Closing your muscles fast in punch or kick is plyometric. Plyometric means rapid expansion and contraction of muscles, and it results in very lean, dense muscle. During a work out you might do, literally, thousands of punches and kicks.

Working with a partner is resistance training of the purest kind. Better than any isokinetic machine, the muscles adapt to change and exhaustion giving you the best work out possible.

Second, there are three types of muscles: red slow twitch, red fast twitch, and white fast twitch.

Slow twitch muscles are good for endurance activities. Long distance runners, cyclists, all have incredibly well developed slow twitch muscles.

Fast twitch muscles are the muscles of choice for boxers, karate practitioners, and other explosive strength types of activities.

Different fighting disciplines build different kinds of muscles.

Tai Chi Chuan builds slow twitch muscles. You are moving slowly through martial arts poses, this is a ‘suspended strength’ kind of weight lifting.
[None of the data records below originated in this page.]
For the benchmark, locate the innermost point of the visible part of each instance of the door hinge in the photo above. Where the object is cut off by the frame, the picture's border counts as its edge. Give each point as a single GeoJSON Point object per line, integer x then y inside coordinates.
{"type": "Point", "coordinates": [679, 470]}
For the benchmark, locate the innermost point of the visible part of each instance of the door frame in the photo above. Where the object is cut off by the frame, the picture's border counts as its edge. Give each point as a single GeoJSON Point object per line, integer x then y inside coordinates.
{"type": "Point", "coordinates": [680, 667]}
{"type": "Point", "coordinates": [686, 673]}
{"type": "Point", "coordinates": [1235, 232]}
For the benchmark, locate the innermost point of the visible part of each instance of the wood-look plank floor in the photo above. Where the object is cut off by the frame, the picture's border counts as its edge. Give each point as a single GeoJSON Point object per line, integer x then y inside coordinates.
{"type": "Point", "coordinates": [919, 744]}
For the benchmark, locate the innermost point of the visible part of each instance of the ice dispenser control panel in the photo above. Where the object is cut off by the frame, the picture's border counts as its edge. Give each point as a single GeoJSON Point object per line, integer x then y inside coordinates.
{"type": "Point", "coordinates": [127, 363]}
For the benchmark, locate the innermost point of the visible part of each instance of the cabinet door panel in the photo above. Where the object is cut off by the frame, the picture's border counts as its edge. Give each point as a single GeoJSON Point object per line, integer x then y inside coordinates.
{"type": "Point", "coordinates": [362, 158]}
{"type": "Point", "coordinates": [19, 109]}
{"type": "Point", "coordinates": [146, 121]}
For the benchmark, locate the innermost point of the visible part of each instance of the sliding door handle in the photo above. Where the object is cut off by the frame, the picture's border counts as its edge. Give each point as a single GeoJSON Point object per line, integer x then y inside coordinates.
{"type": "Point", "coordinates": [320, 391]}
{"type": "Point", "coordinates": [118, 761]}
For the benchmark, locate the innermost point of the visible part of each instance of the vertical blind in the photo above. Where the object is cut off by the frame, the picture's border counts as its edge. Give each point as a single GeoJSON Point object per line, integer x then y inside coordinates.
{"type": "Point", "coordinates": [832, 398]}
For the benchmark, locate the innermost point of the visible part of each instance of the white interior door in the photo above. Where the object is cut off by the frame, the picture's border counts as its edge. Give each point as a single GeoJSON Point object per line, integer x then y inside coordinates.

Karate builds fast twitch muscles. You are exploding into a punch or kick.

But both martial arts, all martial arts, are going to develop both kinds of muscles. It will just be in different amounts, or percentages.

Third, the fact is that the martial arts build the best, most useful type of muscle in the world. Different arts give different types of muscle. But all the muscle developed is lean and dense. All the muscle is usable for anything from lifting furniture to spending long hours in a chair.

The fact is that muscles are the secret of motion, and of life. To the degree that you have motion, and here we include the concept of motion through good, strong muscles, to that degree you have life.

And to the degree that you don’t have motion… to that degree you don’t have life.